Die Initiative Schwarze Menschen in Deutschland (ISD) arbeitet seit fast 30 Jahren aktiv daran, Menschen afrikanischer Herkunft und Schwarze Menschen in Deutschland zu empowern. Ziel ist es, ihre Stimmen zu stärken und ebenso ihre Perspektiven und Realitäten in der deutschen Gesellschaft sichtbar zu machen. Die ISD widmet sich der Herausforderung eines Diskurses, der Schwarze Präsenz in Deutschland weder sehen noch anerkennen will. Seit mehr als 300 Jahren werden Menschen afrikanischer Herkunft in Deutschland geboren, wachsen hier auf und haben Deutschland zu ihrer Heimat gemacht; doch finden Erzählungen über Schwarze Erfahrungen in Deutschland kaum Gehör. Während ihre Geschichten in der dominierenden Geschichtsschreibung nicht existieren, beherrschen stereotype Klischees die Darstellung der Schwarzen Diaspora.

Rassistische Bilder und Überzeugungen müssen im Zusammenhang mit historisch bedingten Machtverhältnissen verstanden werden, denn diese bedingen die verzerrten, vergangenen und gegenwärtigen, Abbildungen der Realitäten Schwarzer Menschen.

Dies muss auch durch die Linse des Kolonialismus interpretiert werden. In der deutschen Gesellschaft gibt es so gut wie kein Bewusstsein über deutsche Gräueltaten während der Kolonialzeit. Die Tatsache, dass die ersten Konzentrationslager in Namibia, dem ehemaligen Deutsch-Süd-West-Afrika, errichtet wurden, bleibt der breiten deutschen Öffentlichkeit unbekannt und wird in der Schulbildung weitestgehend ignoriert. Der Genozid an die Herero und Nama und die Spuren, die er in diesen Gesellschaften bis zum heutigen Tag hinterlassen hat, bleiben ungeklärt und gänzlich ohne Reparationsbemühungen von deutscher Seite.1 Daher ist es besonders beleidigend, dass Deutschlands „Entwicklungshilfe“ unangemessenerweise als Form der Wiedergutmachung für den Genozid gegen die Herero und Nama beworben wird.

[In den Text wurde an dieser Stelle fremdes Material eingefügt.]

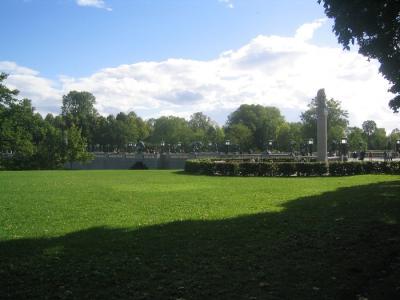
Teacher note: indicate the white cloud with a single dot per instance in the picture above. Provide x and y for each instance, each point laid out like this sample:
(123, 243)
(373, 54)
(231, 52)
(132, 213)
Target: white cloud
(285, 72)
(93, 3)
(43, 93)
(229, 3)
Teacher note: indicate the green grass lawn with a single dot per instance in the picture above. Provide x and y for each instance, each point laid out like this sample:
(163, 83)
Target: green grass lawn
(166, 235)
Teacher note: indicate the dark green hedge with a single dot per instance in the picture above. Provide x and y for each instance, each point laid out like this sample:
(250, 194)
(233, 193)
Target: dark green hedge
(237, 168)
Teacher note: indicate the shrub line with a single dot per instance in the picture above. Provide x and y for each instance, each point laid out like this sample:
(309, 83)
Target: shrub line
(278, 169)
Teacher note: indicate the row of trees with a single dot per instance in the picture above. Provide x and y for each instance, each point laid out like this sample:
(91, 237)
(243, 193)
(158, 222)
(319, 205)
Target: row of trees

Entwicklungshilfe trägt ganz klar nicht zur Traumaheilung der kolonisierten Menschen bei, die in den Jahren 1904 bis 1908 einen Vernichtungskrieg erlitten2. Die Strategie der deutschen Regierung lenkt von den begangenen Gräueltaten ab und impliziert wieder einmal mehr, dass der Kolonisierer die Definition dessen übernimmt, was es an Reparatur zur Heilung für die betroffene Gruppe bedarf, anstatt die Mittel und Wege zu untersuchen und zu respektieren, die von der namibischen Gesellschaft ausdrücklich erwünscht sind.
Gruppen wie AfricaVenir, Berlin-Postkolonial e.V., AK Panafrikanismus e.V., Bündnis Decolonize München und Tanzania Network e.V. sowie die ISD und ADEFRA erklären sich solidarisch mit den Reparationsforderungen des globalen Südens. Im Jahr 2011 wurden 20 menschliche Überreste der Herero und der Nama an die Namibische Delegation zurück gereicht. Die Schädel waren in Namibia, nach dem Genozid zu „Forschungszwecken“ entwendet worden. Eine zweite Übergabe fand Anfang dieses Jahres statt. Viele weitere Gebeine befinden derweil noch für die Durchführung von Experimenten in deutschen Forschungskrankenhäusern und Archiven.3 Die aktive Unterstützung und Kampagnenarbeit in Deutschland stärkten die Position der namibischen Seite. Instrumente wie Interventionen, Medienaufrufe und Petitionen an den Deutschen Bundestag wurden genutzt, um den Druck auf die deutsche Regierung zu erhöhen, sodass sich diese endlich mit der Thematik beschäftigen würde.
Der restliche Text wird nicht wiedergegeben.